A Computational Study on the Performance of Graphene Nanoribbon Field Effect Transistor

Despite the simplicity of the hexagonal graphene structure formed by carbon atoms, the electronic behavior shows fascinating properties, giving high expectation for the possible applications of graphene in the field. The Graphene Nano-Ribbon Field Effect Transistor (GNRFET) is an emerging technology that received much attention in recent years. In this paper, we investigate the device performance of Graphene Nanoribbon Field Effect Transistor (GNRFET) as a function of contact doping concentration and the gate insulator dielectric constant. The simulations are based on the Non-Equilibrium Green’s function (NEGF) method coupled with a two dimensional Poisson equation in the ballistic regime.
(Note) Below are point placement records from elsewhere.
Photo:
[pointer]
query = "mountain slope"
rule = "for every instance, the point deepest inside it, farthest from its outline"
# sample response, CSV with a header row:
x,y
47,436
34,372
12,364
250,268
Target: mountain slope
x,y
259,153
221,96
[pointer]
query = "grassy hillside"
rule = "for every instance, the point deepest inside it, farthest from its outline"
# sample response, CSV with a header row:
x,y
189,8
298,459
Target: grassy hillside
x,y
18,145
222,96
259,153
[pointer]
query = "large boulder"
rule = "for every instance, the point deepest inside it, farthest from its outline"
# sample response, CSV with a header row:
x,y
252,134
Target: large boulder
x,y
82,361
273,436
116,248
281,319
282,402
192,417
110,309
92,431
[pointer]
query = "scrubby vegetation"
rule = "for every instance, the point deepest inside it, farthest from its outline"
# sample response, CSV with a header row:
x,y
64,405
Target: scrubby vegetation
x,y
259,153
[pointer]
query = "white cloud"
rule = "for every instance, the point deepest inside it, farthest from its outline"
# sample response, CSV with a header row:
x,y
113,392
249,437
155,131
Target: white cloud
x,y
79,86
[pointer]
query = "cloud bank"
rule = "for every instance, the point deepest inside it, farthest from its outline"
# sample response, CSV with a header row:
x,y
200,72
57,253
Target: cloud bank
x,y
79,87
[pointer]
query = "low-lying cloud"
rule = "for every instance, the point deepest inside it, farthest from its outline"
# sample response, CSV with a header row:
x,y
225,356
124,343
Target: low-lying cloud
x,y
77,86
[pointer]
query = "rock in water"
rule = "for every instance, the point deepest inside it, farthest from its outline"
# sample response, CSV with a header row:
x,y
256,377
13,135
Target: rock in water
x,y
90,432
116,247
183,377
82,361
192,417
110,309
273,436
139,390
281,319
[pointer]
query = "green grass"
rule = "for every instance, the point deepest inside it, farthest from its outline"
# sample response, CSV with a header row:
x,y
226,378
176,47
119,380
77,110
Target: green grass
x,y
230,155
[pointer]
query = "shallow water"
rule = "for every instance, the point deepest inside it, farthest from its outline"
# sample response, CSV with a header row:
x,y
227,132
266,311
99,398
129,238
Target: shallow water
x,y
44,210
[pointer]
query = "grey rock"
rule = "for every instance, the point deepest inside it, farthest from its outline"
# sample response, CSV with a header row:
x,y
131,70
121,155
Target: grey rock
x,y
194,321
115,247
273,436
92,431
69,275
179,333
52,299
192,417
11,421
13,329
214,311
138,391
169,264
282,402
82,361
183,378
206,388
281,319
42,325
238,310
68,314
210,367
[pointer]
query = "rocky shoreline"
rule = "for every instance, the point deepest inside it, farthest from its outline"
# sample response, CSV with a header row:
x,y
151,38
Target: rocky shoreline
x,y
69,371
We assume a tight-binding Hamiltonian in mode space representation. By applying proper symmetric source and drain doping concentrations, It is observed that the GNRFET with low doping concentration has higher transconductance, lower Subthreshold Swing, lower Off-current (Ioff), and higher ratio of On-current to Off-current (Ion/Ioff). Moreover, The GNRFET with high doping concentration has smaller quantum capacitance, higher intrinsic cut-off frequency, and lower gate capacitance in comparison with low doping GNRFET. As we know, Selection of a suitable gate dielectric constant is important in determining device performance. The results indicate that the GNRFET with high dielectric constant has higher transconductance, lower Off-current, higher On-current and higher ratio of Ion/Ioff in comparison with low dielectric GNRFET. Furthermore, the GNRFET with low dielectric constant has smaller capacitances in gate, drain and source. The GNRFET with high dielectric constant has lower Sub-threshold Swing.